Two terriers happy in each other’s company.  Oil painting by Edward Armfield.

THE TWO FRIENDS
Well, the providence of the vagrom Jimmie intrigued Hamber, who, being a seasoned journalist, decided to stalk his subject.  First he posted himself outside his own house in St George’s Square for a couple of mornings, which allowed him to observe Jimmie squeezing through the area railings, on both occasions carrying a large bone.  In fact these bones presented a problem, as they were wider than the gap between the iron bars of the railings, but Jimmie persisted, and trotted off round the corner with his spoils.  But even after these sightings Hamber was mystified.  And so he had recourse to dirtier tactics, which meant only one thing: he followed the dog.

He was probably not surprised that Jimmie eventually turned into Denbigh Street, and headed towards no. 56, which was of course the former address of Mr Percy Greg.  He had no doubt that the dog was seeking what had once been his home.  However, he certainly was surprised when the dog disappeared not into no. 56 but into a house standing right next to it.  The house, he could see, was empty, which only deepened the mystery.

Seeing that Jimmie had gone down into the basement of the empty house, Hamber walked gingerly down the area steps.  And there, in the cellar of the house, he discovered not one terrier but two.  The terrier that was not Jimmie was a forlorn creature, wretched and half-starved.  Hamber saw at once what had happened—that the unhappy terrier had been abandoned by his former owner when the house became vacant.  And noticing the remnants of the food that Jimmie had carried away from St George’s Square on his morning excursions, he realised that he was witness to an act of great canine loyalty, which had as its beneficiary a helpless animal

who, I suppose, had once been a friend of Jimmie’s, and whom my dog, in his days of prosperity, never forgot.  Regularly the good little fellow trotted off to the empty cellar, and divided his morning’s meal with his poor friend.

The display of canine loyalty that so moved Napoleon.  Image in Paul-Mathieu Laurent History of Napoleon volume 1 (1843) page 194.

A LESSON OF HUMANITY
In his letter in the Spectator Hamber told his story in a charming manner, without a trace of journalistic bombast.  He was clearly moved.  But he allowed himself one small indulgence, an anecdote that he included at the very end of the letter.  And although the anecdote concerns a time and a place very remote from the Pimlico of the 1860s, and although its principal character hardly qualifies as an overlooked Londoner, it is worth recording.

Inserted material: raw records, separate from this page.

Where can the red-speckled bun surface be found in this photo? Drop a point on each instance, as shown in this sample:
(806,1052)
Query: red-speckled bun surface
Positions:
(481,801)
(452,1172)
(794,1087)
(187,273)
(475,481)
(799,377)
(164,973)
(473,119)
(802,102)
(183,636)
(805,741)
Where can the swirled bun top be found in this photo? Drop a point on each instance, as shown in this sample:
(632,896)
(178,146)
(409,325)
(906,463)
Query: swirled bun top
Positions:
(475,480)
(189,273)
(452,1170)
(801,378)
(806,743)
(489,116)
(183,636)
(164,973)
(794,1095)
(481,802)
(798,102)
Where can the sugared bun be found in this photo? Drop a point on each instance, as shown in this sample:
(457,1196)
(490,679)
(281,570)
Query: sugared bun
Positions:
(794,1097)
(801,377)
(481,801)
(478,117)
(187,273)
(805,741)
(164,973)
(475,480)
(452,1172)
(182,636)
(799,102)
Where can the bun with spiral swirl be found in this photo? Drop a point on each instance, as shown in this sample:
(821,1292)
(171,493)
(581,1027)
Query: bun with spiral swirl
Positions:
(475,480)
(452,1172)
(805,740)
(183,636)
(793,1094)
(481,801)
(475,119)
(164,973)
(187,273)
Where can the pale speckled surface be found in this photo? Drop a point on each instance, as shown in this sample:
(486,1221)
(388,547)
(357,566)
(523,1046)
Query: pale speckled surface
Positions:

That character was none other than Napoleon Bonaparte, and the story goes that after the first Battle of Bassano, which was fought in 1796, the victorious general was riding over the plain, accompanied by his staff.  Although it was midnight, the moon was shining in a cloudless sky, and it cast a ghostly light over the carnage.  As he rode among the dying and the dead, and heard the moans and cries of the wounded, the French general was silent.  He appeared to his officers to be lost in painful thought.

Suddenly a dog, which had been lying beneath the cloak of his dead master, bounded up to Napoleon.  He was frantic, as if begging for help.  He then rushed back to his master, howling piteously, and licking the blood from the face and hands of the mangled corpse.  Moved by this touching display of loyalty, Napoleon turned to his companions.  “There, gentlemen,” he said, “that dog teaches us a lesson of humanity.”